Paul van Haver aka Stromae kannte seinen eigenen Vater nicht gut. Der Architekt kehrte wieder in seine Heimat, das ostafrikanische Ruanda, zurück, wo er in den 1990er Jahren im Bürgerkrieg umkam. Pauls Mutter, Miranda van Haver, erzog ihre fünf Kinder alleine. Sie arbeitete in der Verwaltung und jobbte nebenbei noch als Kellnerin. Wann immer es ging, schnallten sich die van Havers ihre Rucksäcke um und gingen auf Reisen. Frau van Haver wollte, dass ihre Kinder ein wenig von der Welt kennenlernten. So begann Pauls Liebe zu Musik aus aller Welt auch schon früh.

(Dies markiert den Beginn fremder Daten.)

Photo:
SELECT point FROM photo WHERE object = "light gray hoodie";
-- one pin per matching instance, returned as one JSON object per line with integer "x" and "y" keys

Am letzten Stromae-Album gab es etwa eine Hommage an Cesaria Evora, die große Sängerin von den westafrikanischen Kap Verde Inseln. Stromae war ihr vor ihrem Tod noch begegnet, eine Begegnung, die ihn tief berührte, also machte er daraus eine Art „gegrüßt seist du Cesaria“ - mit wortgewandtem, tiefsinnigem Text und unwiderstehlich einladender Musik dazu. Letztere klingt bei Stromae oft recht fröhlich, meist ist der Text jedoch weniger fröhlich. Stromae ist ein Meister dieser Dualität. Aber man muss die Lyrics von Stromae auch gar nicht verstehen, wenn man des Französischen nicht mächtig ist, man spürt seine Songs und ihre Messages auf eine Weise trotzdem.

Stromae 2022

Michael Ferire

„Multitude“ von Stromae ist am 4.3.2022 bei Universal erschienen.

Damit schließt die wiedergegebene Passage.